Japan has dropped the N-word in the increasingly intractable fishing trawler dispute with China. Japan’s chief Cabinet Secretary, Yoshito Sengoku, said officials “should be careful not to arouse narrow-minded extreme nationalism.” Though he stressed that was applicable not just to officials in China, it was clearly a barb at Beijing’s hard line in the dispute.
Within hours, the Chinese foreign ministry said a meeting between Prime Minister Wen Jiabao and his Japanese counterpart Naoto Kan on the sidelines of the UN general assembly meeting in New York this week would be “inappropriate”. (Update: Wen has subsequently reinforced China’s hard line: “If Japan clings to its mistake, China will take further actions and the Japanese side shall bear all the consequences that arise,” he said in New York ahead of the U.N. meetings.)
Beijing has already suspended high-level exchanges with Japan and taken a range of other retaliatory moves following a Japanese court ruling over the weekend that the captain of the Chinese fishing vessel, Minjinyu 5179, alleged to have collided with Japanese coast guard ships on September 7 could be detained for an extra ten days while Japanese prosecutors decide whether to bring charges.
As we have noted before, Beijing has acted aggressively to avow its territorial claim to the disputed waters of the East China Sea around what Japan calls the Senkaku islands and China the Diaoyu islands, ratcheting up the pressure on Tokyo to back off bringing charges against the trawler’s captain under Japanese law. While Tokyo has sought to defuse the incident, it has shown no sign of backing down in the face of Beijing’s browbeating; if anything the Japanese Cabinet Secretary’s comments suggest Tokyo’s resolve is firming. This is becoming an increasingly high-stakes game of diplomatic chicken.

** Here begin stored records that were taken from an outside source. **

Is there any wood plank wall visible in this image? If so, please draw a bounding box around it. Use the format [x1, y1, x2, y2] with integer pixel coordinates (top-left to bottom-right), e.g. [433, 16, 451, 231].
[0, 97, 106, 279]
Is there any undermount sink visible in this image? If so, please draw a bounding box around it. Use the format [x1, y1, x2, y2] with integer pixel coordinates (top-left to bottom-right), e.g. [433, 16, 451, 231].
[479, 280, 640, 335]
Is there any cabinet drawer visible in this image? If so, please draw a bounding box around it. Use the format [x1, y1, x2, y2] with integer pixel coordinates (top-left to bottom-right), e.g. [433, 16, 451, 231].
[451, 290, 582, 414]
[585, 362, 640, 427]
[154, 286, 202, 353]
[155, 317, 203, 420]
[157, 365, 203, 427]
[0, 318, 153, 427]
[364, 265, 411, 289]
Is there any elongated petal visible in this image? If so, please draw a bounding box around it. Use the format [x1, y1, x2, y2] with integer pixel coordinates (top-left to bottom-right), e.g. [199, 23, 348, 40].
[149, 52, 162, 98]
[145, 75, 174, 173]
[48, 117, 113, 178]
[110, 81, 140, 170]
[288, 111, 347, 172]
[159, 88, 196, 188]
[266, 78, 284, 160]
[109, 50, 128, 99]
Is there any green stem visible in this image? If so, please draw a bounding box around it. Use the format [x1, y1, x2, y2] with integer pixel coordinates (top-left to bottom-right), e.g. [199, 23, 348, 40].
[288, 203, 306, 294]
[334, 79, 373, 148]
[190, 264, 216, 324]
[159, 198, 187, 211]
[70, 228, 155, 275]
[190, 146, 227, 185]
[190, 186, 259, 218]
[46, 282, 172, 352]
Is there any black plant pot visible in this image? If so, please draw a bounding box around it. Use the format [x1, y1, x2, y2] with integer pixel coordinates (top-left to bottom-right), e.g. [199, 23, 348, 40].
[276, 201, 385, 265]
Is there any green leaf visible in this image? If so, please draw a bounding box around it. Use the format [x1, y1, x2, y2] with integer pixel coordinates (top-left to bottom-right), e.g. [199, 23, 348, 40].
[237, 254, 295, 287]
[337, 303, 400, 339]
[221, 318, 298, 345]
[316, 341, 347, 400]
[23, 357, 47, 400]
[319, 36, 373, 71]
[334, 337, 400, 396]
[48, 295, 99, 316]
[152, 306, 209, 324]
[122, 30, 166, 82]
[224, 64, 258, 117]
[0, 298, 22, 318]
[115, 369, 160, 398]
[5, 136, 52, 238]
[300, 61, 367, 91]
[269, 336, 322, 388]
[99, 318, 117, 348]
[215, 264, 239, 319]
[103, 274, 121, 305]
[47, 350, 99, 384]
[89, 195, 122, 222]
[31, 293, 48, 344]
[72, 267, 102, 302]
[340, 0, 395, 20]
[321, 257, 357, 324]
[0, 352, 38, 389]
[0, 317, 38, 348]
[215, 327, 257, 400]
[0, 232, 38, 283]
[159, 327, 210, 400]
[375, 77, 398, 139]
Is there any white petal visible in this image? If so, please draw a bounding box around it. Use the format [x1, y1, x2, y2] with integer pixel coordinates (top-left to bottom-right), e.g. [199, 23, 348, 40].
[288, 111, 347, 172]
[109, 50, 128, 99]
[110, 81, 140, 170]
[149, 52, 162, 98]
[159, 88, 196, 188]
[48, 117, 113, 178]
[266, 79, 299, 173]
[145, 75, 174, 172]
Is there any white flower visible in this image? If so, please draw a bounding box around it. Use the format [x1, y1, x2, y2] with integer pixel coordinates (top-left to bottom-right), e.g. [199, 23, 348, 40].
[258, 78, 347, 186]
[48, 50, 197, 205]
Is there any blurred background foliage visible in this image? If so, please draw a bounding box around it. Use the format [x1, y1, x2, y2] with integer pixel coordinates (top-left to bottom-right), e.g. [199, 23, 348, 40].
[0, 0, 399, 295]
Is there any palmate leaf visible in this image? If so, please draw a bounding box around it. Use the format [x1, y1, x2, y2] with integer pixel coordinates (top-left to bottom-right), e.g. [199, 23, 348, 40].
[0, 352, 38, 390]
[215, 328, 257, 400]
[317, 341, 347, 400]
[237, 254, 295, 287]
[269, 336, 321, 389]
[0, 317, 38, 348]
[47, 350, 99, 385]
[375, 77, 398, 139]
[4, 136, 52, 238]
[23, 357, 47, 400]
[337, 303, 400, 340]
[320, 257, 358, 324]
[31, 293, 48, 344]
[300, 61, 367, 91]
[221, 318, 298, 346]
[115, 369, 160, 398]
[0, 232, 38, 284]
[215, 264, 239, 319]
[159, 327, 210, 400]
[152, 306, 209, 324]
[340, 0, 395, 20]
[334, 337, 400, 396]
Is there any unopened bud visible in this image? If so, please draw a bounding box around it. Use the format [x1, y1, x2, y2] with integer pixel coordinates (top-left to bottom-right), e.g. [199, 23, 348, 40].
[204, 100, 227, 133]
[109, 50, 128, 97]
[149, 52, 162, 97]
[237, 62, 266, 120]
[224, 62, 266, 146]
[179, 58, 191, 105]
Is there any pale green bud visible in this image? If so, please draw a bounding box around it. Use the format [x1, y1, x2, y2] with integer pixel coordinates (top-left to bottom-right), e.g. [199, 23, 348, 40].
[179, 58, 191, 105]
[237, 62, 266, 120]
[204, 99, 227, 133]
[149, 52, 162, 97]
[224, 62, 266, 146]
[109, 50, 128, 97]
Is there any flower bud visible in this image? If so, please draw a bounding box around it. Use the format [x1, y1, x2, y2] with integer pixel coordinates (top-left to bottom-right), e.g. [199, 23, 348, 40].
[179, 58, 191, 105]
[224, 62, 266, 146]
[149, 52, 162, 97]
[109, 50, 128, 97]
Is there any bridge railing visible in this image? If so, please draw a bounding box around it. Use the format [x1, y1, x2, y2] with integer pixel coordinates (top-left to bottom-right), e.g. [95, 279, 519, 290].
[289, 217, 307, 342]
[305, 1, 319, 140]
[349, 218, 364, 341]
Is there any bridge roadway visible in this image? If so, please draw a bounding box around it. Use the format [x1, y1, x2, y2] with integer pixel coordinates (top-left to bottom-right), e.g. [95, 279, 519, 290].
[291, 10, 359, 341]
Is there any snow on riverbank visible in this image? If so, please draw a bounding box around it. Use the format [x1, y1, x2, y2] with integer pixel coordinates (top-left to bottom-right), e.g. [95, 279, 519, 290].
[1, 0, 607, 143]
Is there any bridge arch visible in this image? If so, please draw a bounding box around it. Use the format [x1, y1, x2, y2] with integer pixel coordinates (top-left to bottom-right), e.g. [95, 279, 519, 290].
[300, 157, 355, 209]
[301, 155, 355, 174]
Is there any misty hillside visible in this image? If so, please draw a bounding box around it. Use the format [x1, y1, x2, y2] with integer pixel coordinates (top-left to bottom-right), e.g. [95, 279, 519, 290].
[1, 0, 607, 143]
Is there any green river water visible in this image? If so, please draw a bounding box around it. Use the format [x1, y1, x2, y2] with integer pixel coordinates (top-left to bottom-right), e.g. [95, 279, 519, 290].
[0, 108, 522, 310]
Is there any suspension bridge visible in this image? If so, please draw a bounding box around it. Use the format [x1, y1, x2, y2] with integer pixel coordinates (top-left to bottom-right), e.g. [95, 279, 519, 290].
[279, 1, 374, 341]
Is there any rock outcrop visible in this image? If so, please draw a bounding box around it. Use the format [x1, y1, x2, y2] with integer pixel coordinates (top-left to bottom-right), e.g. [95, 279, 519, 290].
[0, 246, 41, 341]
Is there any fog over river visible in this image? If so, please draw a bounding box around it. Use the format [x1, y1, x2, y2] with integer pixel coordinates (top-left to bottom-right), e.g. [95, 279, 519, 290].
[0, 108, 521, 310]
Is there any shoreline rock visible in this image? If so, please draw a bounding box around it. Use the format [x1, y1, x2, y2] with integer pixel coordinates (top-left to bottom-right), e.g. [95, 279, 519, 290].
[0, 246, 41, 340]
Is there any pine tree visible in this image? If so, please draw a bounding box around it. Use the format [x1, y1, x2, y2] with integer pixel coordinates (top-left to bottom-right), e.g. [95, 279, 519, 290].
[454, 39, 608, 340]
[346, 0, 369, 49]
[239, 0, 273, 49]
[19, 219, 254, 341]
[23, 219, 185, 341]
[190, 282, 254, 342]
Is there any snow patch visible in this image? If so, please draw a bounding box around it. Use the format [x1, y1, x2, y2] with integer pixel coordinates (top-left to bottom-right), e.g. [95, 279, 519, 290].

There would a high political cost for Japan’s still relatively new prime minister were he to buckle under pressure from Beijing the first time he was tested. There is some irony in the fact that Prime Minister Kan’s governing DPJ supports a foreign policy that is more Asia focused and more independent of the U.S. Relations with China have been improving since 2006, but as this latest incident shows, it doesn’t take much to scratch open the underlying nerves of distrust. Other countries in the region who have disputed maritime borders with China will be looking on with some concern, and considering if tighter security relations with the U.S. might not offer them some insurance against similar treatment.